U-Pb Concordia diagrams for zircons from the six plutons in the western and eastern South Qinling segments.

[20] Twelve zircon analyses from sample GQP01 yield a weighted mean 206Pb/238U age of 215 ± 2 Ma (MSWD = 2.4, 2σ) (Figure 4b), which represents the emplacement age of the Gaoqiaopu pluton. The emplacement age is identical with that of the Guangtoushan pluton within error. One old core (spot GQP01-21) with an age of 2096 ± 11 Ma has a Th/U ratio of 0.30, indicating a magmatic origin.

[21] Twenty-five zircon analyses from sample XB01 form a coherent group with a weighted mean 206Pb/238U age of 218 ± 3 Ma (MSWD = 5.6, 2σ) (Figure 4c), representing the emplacement age of the pluton, consistent with a previous determination by Zhang et al. [2009].

4.2 Plutons in the Eastern Segment

[22] Zircons in granitoid samples (LC01, DJK01, and ZS01) from the eastern South Qinling segment are mostly euhedral, prismatic, transparent, and colorless, ranging from 50 to 300 µm in length and having width-to-length ratios of 1 : 1.5 to 1 : 3. In the CL images (Figures 3d–3f), zircons from all the granitoid samples show well-developed oscillatory zoning; inherited cores were observed only in a few grains from sample DJK01. All the zircons have Th concentrations from 64 to 5403 ppm and U from 96 to 2431 ppm, leading to a wide range of Th/U ratios from 0.25 to 2.22, consistent with a magmatic origin.

[23] Ten zircon analyses from sample LC01 cluster together and yield a weighted mean 206Pb/238U age of 216 ± 2 Ma (MSWD = 3.0, 2σ) (Figure 4d), representing the emplacement age of the pluton; Jiang et al. [2010] obtained a similar emplacement age (217.6 ± 3.4 Ma) for this pluton.

[24] Twelve zircon analyses from sample DJK01 form a tight cluster on Concordia and yield a weighted mean 206Pb/238U age of 218 ± 3 Ma (MSWD = 2.4, 2σ) (Figure 4e), representing the emplacement age of this pluton, as previously found by Qin et al. [2010]. Additionally, there are three inherited ages of 414 ± 7 Ma (spot DJK01-19), 728 ± 10 Ma (spot DJK01-10), and 1488 ± 9 Ma (spot DJK01-5); they have high Th/U ratios of 0.60, 0.80, and 0.94, respectively, which suggest an igneous origin.

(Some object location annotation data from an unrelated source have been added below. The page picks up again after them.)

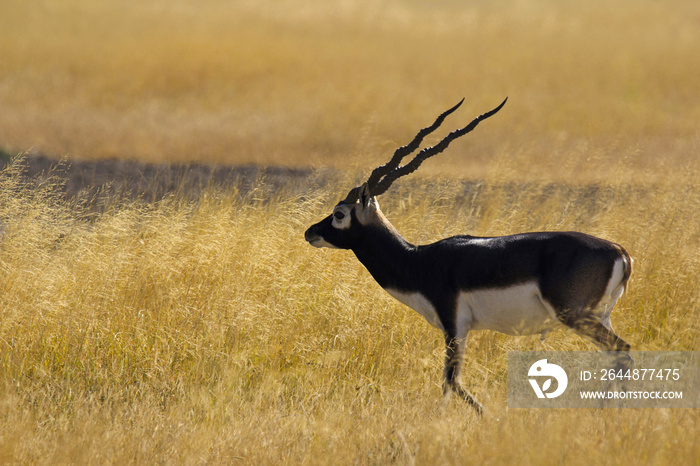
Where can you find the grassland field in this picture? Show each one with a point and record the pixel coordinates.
(158, 304)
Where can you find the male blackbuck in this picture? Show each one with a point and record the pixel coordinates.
(523, 284)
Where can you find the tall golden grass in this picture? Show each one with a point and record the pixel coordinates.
(204, 330)
(188, 331)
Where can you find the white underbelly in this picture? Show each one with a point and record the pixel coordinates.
(515, 310)
(418, 303)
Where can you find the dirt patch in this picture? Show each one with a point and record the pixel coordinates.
(85, 179)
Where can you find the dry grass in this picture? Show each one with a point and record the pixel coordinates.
(314, 82)
(206, 331)
(191, 331)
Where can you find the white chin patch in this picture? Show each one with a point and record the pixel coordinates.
(322, 243)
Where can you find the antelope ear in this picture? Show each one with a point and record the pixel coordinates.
(365, 195)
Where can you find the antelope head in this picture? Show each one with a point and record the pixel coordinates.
(360, 209)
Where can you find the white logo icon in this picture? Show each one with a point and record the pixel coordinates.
(543, 369)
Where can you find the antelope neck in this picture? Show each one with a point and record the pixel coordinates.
(388, 257)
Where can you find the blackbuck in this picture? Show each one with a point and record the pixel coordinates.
(522, 284)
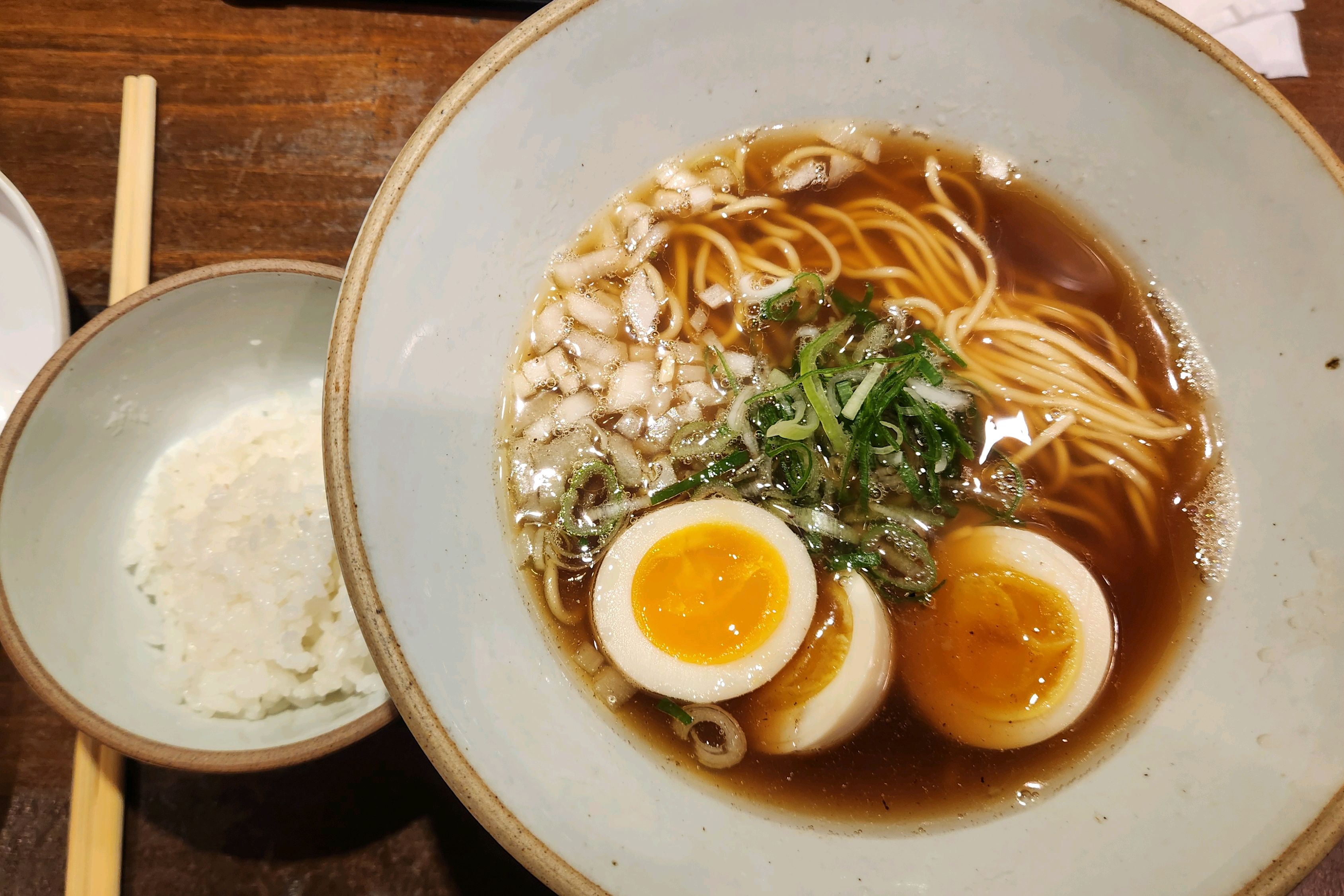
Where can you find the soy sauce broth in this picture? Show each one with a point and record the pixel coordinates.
(900, 770)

[25] Nine zircon analyses from sample ZS01 form a coherent group and yield a weighted mean 206Pb/238U age of 213 ± 2 Ma (MSWD = 1.3, 2σ) (Figure 4f), which is considered as the age of emplacement of the Zhashui pluton. The age is consistent with the previously measured age (213.6 ± 1.8 Ma) of this pluton [Hu et al., 2004].

5 Zircon Hf-Isotope Compositions

5.1 Plutons in the Western Segment

[26] Zircons from the Guangtoushan pluton have 176Lu/177Hf ratios ranging from 0.000480 to 0.001181 and initial 176Hf/177Hf ratios from 0.28223 to 0.28249 with an average of 0.28237. These values result in negative εHf(t) values ranging from −14.6 to −5.3 with an average of −9.5 (Figure 5). Their single-stage Hf model ages (TDM1) range from 1.06 to 1.45 Ga and two-stage Hf model ages (TDM2) from 1.59 to 2.18 Ga with a weighted mean of 1.85 Ga.

Figure 5.

εHf(t) values corrected to the crystallization ages of zircons from the six plutons in the western and eastern South Qinling segments. Reference lines representing Hf-isotope evolution in chondritic and depleted mantle are from Blichert-Toft and Albarede [1997] and Griffin et al. [2000], respectively.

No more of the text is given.